The JSF decision came despite both European companies offering the Australian government a role in their respective industrial programmes. Dassault, for example, undertook an extensive Australian industry briefing programme on the opportunities associated with the Rafale earlier this year.
BAE Systems Australia had put at least two formal proposals to the Australian government on behalf of the Eurofighter consortium in the past six months, the last as recently as 7 June, offering involvement in the Eurofighter enhancement programme.

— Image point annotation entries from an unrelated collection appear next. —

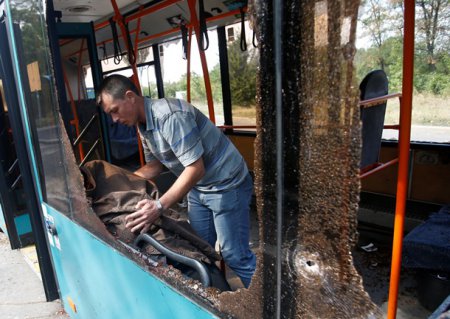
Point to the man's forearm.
(184, 183)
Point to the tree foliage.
(242, 72)
(381, 23)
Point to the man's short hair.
(115, 85)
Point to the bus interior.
(333, 200)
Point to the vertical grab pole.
(403, 166)
(119, 19)
(195, 23)
(188, 72)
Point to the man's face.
(121, 110)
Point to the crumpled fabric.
(113, 194)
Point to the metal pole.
(404, 137)
(277, 33)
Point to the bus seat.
(374, 84)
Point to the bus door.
(85, 122)
(21, 179)
(14, 217)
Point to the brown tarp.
(114, 192)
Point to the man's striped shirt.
(177, 134)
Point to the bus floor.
(22, 293)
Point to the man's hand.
(145, 215)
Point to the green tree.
(432, 28)
(243, 67)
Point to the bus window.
(242, 69)
(174, 70)
(379, 43)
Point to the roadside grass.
(428, 110)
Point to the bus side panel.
(96, 281)
(430, 171)
(431, 176)
(2, 221)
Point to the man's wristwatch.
(159, 205)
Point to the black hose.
(243, 41)
(203, 29)
(205, 278)
(116, 43)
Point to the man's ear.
(130, 95)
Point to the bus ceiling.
(146, 22)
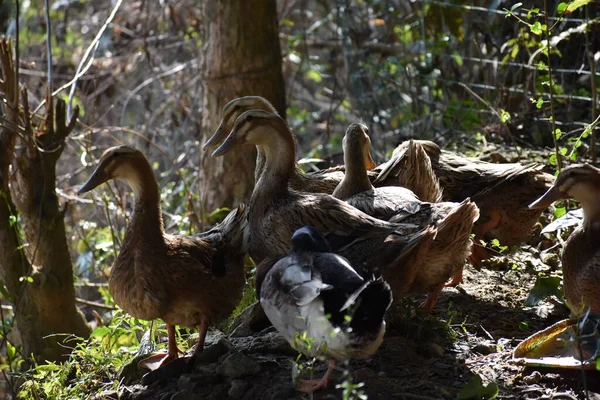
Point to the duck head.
(232, 111)
(254, 127)
(119, 162)
(357, 145)
(580, 182)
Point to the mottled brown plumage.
(412, 170)
(276, 211)
(194, 281)
(449, 250)
(581, 254)
(323, 181)
(501, 191)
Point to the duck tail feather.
(235, 228)
(369, 306)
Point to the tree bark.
(241, 56)
(45, 304)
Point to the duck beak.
(97, 178)
(553, 194)
(229, 144)
(219, 135)
(369, 161)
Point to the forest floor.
(471, 332)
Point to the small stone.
(212, 353)
(185, 395)
(363, 374)
(485, 348)
(435, 350)
(271, 342)
(278, 392)
(535, 377)
(252, 319)
(170, 370)
(551, 259)
(200, 377)
(238, 388)
(238, 365)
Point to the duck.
(411, 169)
(193, 281)
(276, 211)
(581, 252)
(312, 294)
(451, 247)
(501, 191)
(322, 181)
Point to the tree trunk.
(39, 276)
(241, 56)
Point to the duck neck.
(146, 221)
(356, 180)
(279, 152)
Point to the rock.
(485, 348)
(212, 353)
(435, 350)
(185, 395)
(535, 377)
(271, 342)
(200, 377)
(238, 365)
(252, 319)
(363, 374)
(107, 395)
(551, 259)
(238, 388)
(170, 370)
(278, 392)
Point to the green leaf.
(11, 351)
(5, 292)
(474, 389)
(314, 75)
(557, 133)
(537, 28)
(100, 331)
(523, 326)
(544, 287)
(539, 103)
(575, 4)
(561, 8)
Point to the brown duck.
(501, 191)
(581, 254)
(413, 170)
(276, 211)
(194, 281)
(323, 181)
(454, 221)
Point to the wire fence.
(443, 69)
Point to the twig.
(48, 43)
(592, 62)
(95, 304)
(81, 68)
(551, 86)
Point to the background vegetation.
(470, 75)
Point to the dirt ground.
(472, 331)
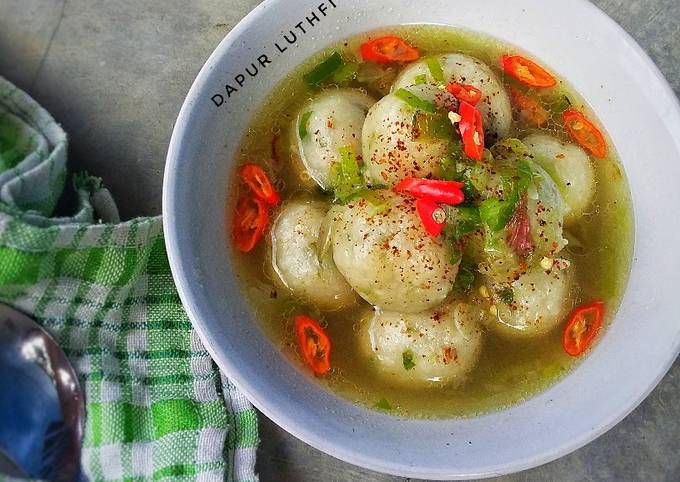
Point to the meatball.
(394, 147)
(332, 121)
(494, 105)
(540, 301)
(385, 254)
(439, 345)
(297, 260)
(570, 168)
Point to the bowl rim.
(286, 421)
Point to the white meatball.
(333, 120)
(385, 254)
(570, 168)
(297, 260)
(393, 148)
(541, 300)
(495, 104)
(420, 348)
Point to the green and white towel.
(157, 406)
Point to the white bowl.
(639, 111)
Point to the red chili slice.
(582, 327)
(447, 192)
(465, 92)
(388, 49)
(314, 344)
(255, 177)
(527, 72)
(250, 220)
(432, 215)
(471, 131)
(585, 133)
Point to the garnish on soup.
(450, 219)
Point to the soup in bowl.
(410, 245)
(432, 222)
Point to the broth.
(509, 369)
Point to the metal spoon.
(42, 410)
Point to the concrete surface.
(115, 73)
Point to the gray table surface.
(115, 73)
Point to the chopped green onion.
(346, 176)
(447, 168)
(496, 212)
(456, 254)
(415, 101)
(346, 73)
(507, 148)
(324, 70)
(507, 296)
(435, 69)
(407, 360)
(466, 275)
(420, 79)
(304, 121)
(562, 104)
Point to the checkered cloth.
(157, 406)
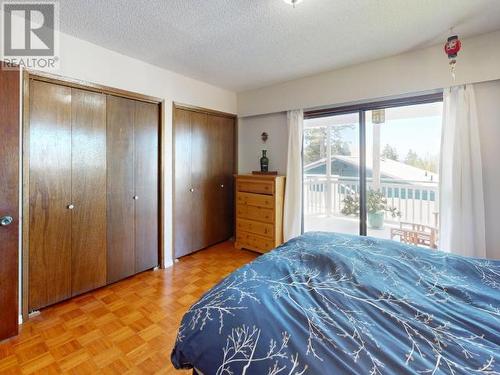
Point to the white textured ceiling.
(245, 44)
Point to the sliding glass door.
(373, 170)
(331, 172)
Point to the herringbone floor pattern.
(125, 328)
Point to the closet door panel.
(88, 240)
(146, 185)
(183, 197)
(50, 194)
(120, 188)
(200, 175)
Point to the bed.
(327, 303)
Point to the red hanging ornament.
(451, 48)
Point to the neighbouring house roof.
(388, 168)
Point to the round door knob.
(6, 220)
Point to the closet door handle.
(6, 220)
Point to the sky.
(416, 127)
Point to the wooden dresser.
(259, 212)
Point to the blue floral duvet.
(326, 303)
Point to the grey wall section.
(250, 145)
(488, 103)
(488, 108)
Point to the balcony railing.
(417, 201)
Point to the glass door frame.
(361, 109)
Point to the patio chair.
(416, 234)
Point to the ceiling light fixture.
(292, 2)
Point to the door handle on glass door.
(6, 220)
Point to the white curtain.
(292, 216)
(462, 226)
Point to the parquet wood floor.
(125, 328)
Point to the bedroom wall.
(82, 60)
(421, 70)
(488, 103)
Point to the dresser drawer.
(258, 200)
(259, 187)
(255, 227)
(253, 242)
(255, 213)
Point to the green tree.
(411, 158)
(427, 163)
(390, 152)
(315, 142)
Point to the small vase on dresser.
(259, 212)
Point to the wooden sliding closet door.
(120, 188)
(225, 171)
(50, 194)
(88, 240)
(203, 179)
(146, 185)
(183, 202)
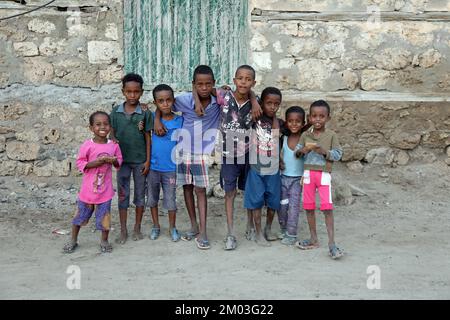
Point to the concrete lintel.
(269, 15)
(365, 96)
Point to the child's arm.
(148, 144)
(198, 105)
(147, 134)
(335, 154)
(83, 162)
(117, 159)
(112, 136)
(158, 127)
(301, 148)
(256, 108)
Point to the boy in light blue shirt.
(162, 165)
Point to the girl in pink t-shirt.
(95, 160)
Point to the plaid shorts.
(102, 214)
(193, 169)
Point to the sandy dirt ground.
(402, 227)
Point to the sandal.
(174, 235)
(335, 252)
(230, 243)
(202, 244)
(137, 235)
(189, 235)
(306, 244)
(269, 235)
(250, 234)
(154, 234)
(70, 247)
(289, 240)
(105, 247)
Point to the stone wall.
(388, 87)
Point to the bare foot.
(122, 238)
(269, 235)
(137, 235)
(261, 241)
(105, 246)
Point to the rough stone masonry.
(383, 65)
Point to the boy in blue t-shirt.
(162, 165)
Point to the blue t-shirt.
(163, 147)
(293, 165)
(199, 134)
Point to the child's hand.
(318, 149)
(145, 169)
(256, 113)
(199, 111)
(141, 125)
(282, 165)
(159, 128)
(301, 152)
(111, 159)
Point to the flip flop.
(121, 240)
(230, 243)
(306, 245)
(105, 247)
(189, 235)
(70, 247)
(335, 252)
(137, 236)
(202, 244)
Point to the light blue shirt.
(293, 165)
(199, 133)
(163, 154)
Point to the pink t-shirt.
(97, 186)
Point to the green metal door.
(166, 39)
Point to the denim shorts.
(233, 174)
(166, 180)
(262, 190)
(123, 185)
(193, 169)
(102, 214)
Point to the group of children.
(278, 164)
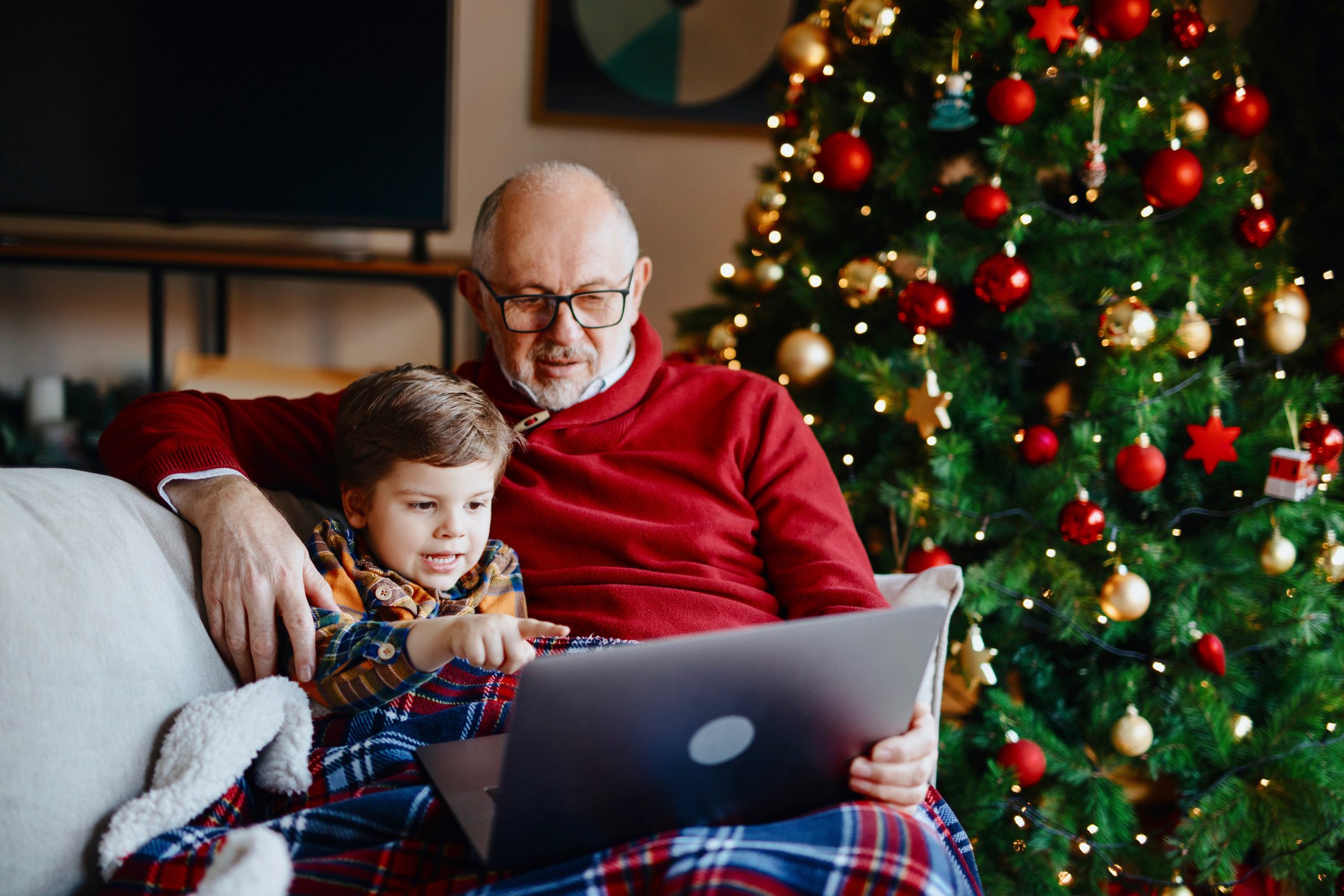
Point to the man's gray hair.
(538, 181)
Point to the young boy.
(419, 582)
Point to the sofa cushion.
(100, 590)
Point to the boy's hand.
(487, 640)
(900, 769)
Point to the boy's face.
(428, 523)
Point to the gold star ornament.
(928, 407)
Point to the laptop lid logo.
(720, 741)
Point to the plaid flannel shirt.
(362, 660)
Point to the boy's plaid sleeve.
(362, 663)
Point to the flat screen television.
(330, 113)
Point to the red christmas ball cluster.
(1189, 29)
(985, 206)
(1011, 101)
(1256, 226)
(1242, 110)
(1120, 19)
(1003, 281)
(845, 162)
(1039, 445)
(1026, 758)
(1172, 177)
(923, 307)
(1323, 440)
(1081, 520)
(926, 556)
(1140, 466)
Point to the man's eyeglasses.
(534, 312)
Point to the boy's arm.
(362, 662)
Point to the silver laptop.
(743, 726)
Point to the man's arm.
(812, 554)
(252, 562)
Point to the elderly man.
(652, 500)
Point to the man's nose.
(565, 330)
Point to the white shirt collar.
(598, 386)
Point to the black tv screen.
(324, 113)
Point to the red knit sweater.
(682, 499)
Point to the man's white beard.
(554, 394)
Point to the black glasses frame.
(560, 300)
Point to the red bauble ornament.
(1243, 110)
(985, 206)
(1323, 440)
(1140, 466)
(1081, 522)
(1189, 29)
(1335, 357)
(1120, 19)
(1256, 226)
(1053, 23)
(1039, 445)
(1003, 281)
(926, 556)
(1172, 177)
(1208, 653)
(1011, 101)
(845, 162)
(1026, 758)
(923, 307)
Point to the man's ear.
(470, 288)
(643, 274)
(355, 504)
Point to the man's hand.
(252, 565)
(485, 640)
(900, 769)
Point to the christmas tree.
(1020, 269)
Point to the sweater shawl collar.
(625, 394)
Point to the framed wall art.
(687, 65)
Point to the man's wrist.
(195, 500)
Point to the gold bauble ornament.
(1194, 121)
(1132, 735)
(1329, 562)
(805, 356)
(771, 195)
(867, 22)
(1242, 727)
(804, 49)
(1277, 554)
(768, 274)
(760, 221)
(804, 150)
(1128, 324)
(1284, 332)
(1194, 335)
(1125, 596)
(1288, 298)
(863, 281)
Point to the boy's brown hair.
(419, 414)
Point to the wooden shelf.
(435, 278)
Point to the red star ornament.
(1213, 441)
(1053, 23)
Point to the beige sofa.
(105, 641)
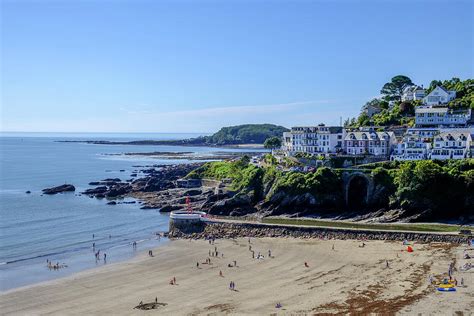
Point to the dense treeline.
(243, 134)
(402, 113)
(442, 189)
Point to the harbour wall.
(239, 229)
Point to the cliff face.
(413, 191)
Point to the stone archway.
(357, 198)
(358, 191)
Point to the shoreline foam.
(348, 278)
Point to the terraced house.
(314, 139)
(428, 116)
(369, 143)
(453, 144)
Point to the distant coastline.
(183, 142)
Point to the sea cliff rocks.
(59, 189)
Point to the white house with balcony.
(415, 145)
(369, 143)
(313, 139)
(439, 96)
(413, 93)
(452, 144)
(441, 117)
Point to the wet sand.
(348, 279)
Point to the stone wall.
(234, 230)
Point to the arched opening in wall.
(357, 193)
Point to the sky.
(196, 66)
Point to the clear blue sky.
(195, 66)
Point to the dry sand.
(345, 280)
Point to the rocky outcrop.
(237, 205)
(60, 189)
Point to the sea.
(62, 228)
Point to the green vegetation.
(354, 225)
(245, 177)
(445, 189)
(243, 134)
(393, 90)
(402, 113)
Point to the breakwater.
(239, 229)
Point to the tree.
(393, 90)
(272, 142)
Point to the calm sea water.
(36, 227)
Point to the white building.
(438, 96)
(369, 143)
(452, 144)
(415, 145)
(313, 139)
(413, 93)
(441, 117)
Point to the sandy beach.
(346, 279)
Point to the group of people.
(55, 266)
(97, 256)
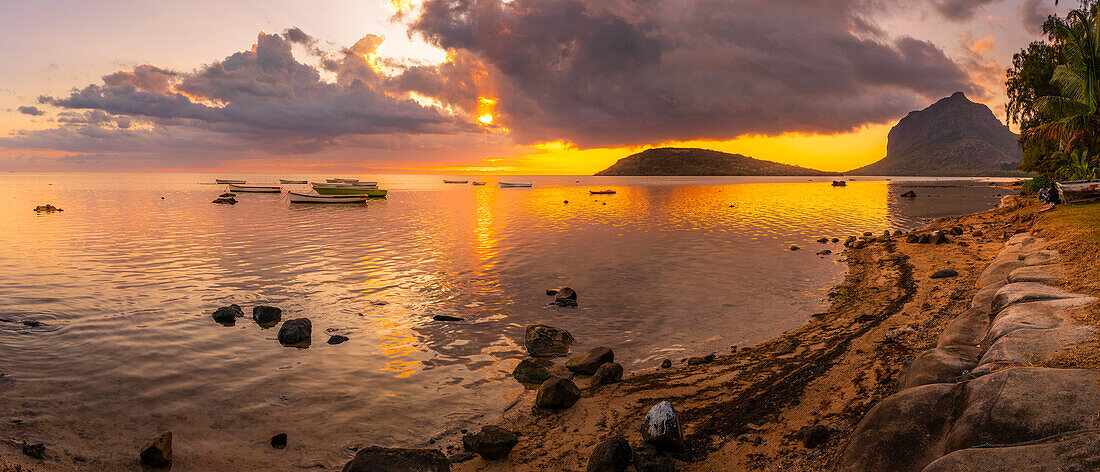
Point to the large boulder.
(590, 361)
(547, 341)
(612, 454)
(228, 315)
(493, 442)
(296, 331)
(266, 316)
(557, 394)
(661, 428)
(157, 451)
(536, 371)
(375, 459)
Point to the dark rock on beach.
(609, 373)
(157, 452)
(266, 316)
(590, 361)
(228, 315)
(557, 394)
(492, 443)
(537, 371)
(375, 459)
(296, 331)
(547, 341)
(612, 454)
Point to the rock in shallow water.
(557, 394)
(547, 341)
(612, 454)
(590, 361)
(296, 331)
(375, 459)
(157, 452)
(492, 443)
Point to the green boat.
(350, 190)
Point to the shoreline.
(745, 409)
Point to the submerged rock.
(612, 454)
(375, 459)
(492, 443)
(547, 341)
(609, 373)
(537, 371)
(296, 332)
(157, 451)
(557, 394)
(661, 427)
(590, 361)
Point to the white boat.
(1078, 190)
(316, 198)
(255, 188)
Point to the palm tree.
(1076, 110)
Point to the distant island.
(954, 136)
(693, 161)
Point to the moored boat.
(255, 188)
(1078, 190)
(317, 198)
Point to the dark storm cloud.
(34, 111)
(628, 72)
(960, 10)
(256, 94)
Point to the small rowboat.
(255, 188)
(314, 198)
(1079, 190)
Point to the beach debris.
(611, 454)
(945, 273)
(565, 297)
(648, 459)
(661, 428)
(547, 341)
(46, 208)
(492, 443)
(609, 373)
(813, 437)
(536, 371)
(375, 459)
(266, 316)
(228, 315)
(157, 451)
(557, 394)
(278, 441)
(591, 360)
(296, 331)
(36, 450)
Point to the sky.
(484, 86)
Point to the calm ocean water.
(124, 282)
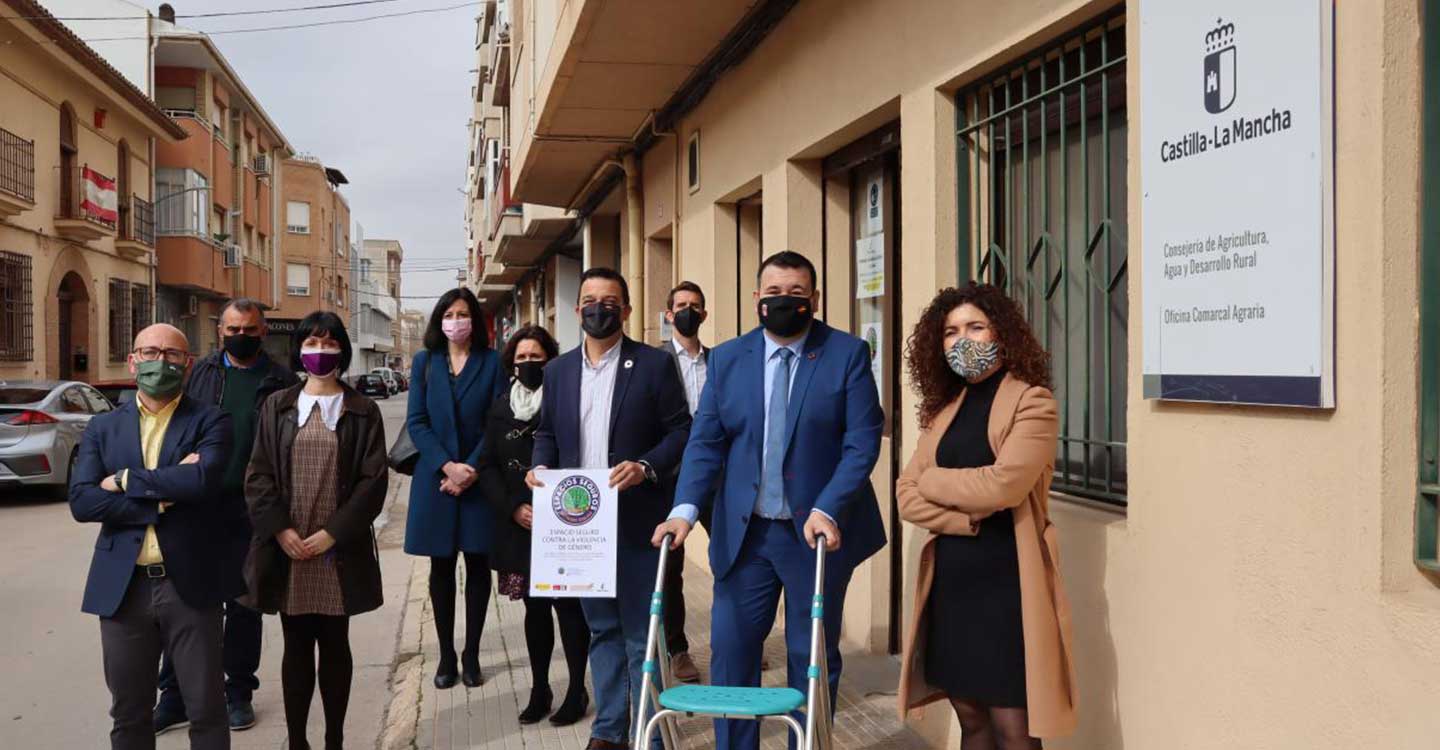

Dassault and Eurofighter had also received support from one of Australia's major defence industry associations, the Australian Industry Group. In a letter on 3 June to undersecretary for defence acquisition Michael Roche, the association warned that joining the JSF system development and demonstration (SDD) phase must not pre-empt the outcome of the Air 6000 requirement before a competition.
The letter, signed by executive director Leigh Purnell, argues: "Any decision to invest exclusively in one solution prior to a complete value for money assessment… will be seen by Australian industry as the worst possible Air 6000 outcome." Despite the warning, Australia will join SDD as a Level 3 participant and the RAAF will acquire the F-35 as a replacement for its Boeing F/A-18 and General Dynamics F-111 fleets.
A Eurofighter source says Australian companies are already working on the aircraft, while the JSF is unlikely to provide much work for Australian companies in the near future.
Australian defence minister Robert Hill acknowledges that the JSF decision is "a very different way of acquiring an aircraft. What we are doing here is investing in the development of this project. It is more akin to us becoming partners in the development of what is going to be, clearly, the global stealth fighter of the future."
Hill says acquiring JSF now is effectively "leaping a generation of aircraft", while purchasing an alternative would simply mean acquiring JSF at a later date. "So rather than investing in an aircraft that may well be out of date within the next 10-15 years, what we are doing is leaping a generation which gives us much greater confidence that we will be investing in the technology and capability of the future."
Hill claims the decision will save Australia A$600 million ($345 million) compared with selecting a fighter in an open competition. He says the government made the decision following an RAAF assessment of the Eurofighter and Rafale, adding that sufficient technical and financial information was provided by BAE and Dassault to allow selection although no formal evaluation was made.
BAE will not comment on the decision. But company sources say they had been repeatedly assured by the RAAF in the weeks leading up to the decision that the Australian government was not considering a sole-source approach.
Evidence is also emerging that by the beginning of June, BAE officials feared the worst. In its 7 June proposal to Hill on Australian industry involvement in the Eurofighter, BAE argued that its aircraft was not being fairly treated.
A covering letter to the proposal, signed by Jim McDowell, BAE Australia chief executive, claims: "The Department of Defence has not engaged BAE Systems at any level on possibilities and opportunities for Australia arising from the [Eurofighter] Enhancement Programme as is being done with Lockheed Martin on JSF SDD. We trust that no decisions will be taken by the government in this matter until all relevant contributors have had equal access to make their case."
The covering letter ends with an appeal to Hill: "I would ask you with all sincerity, given the uncertainty of the process and controversy that has surrounded defence acquisitions in the recent past, that you ensure that this process iseven handed and is seen publiclyto have been so with a full consideration and exploration of alternatives."
When the government made its JSF announcement, BAE was still awaiting a reply. A Eurofighter source says discussions were continuing with the Australians up to the day of the JSF announcement.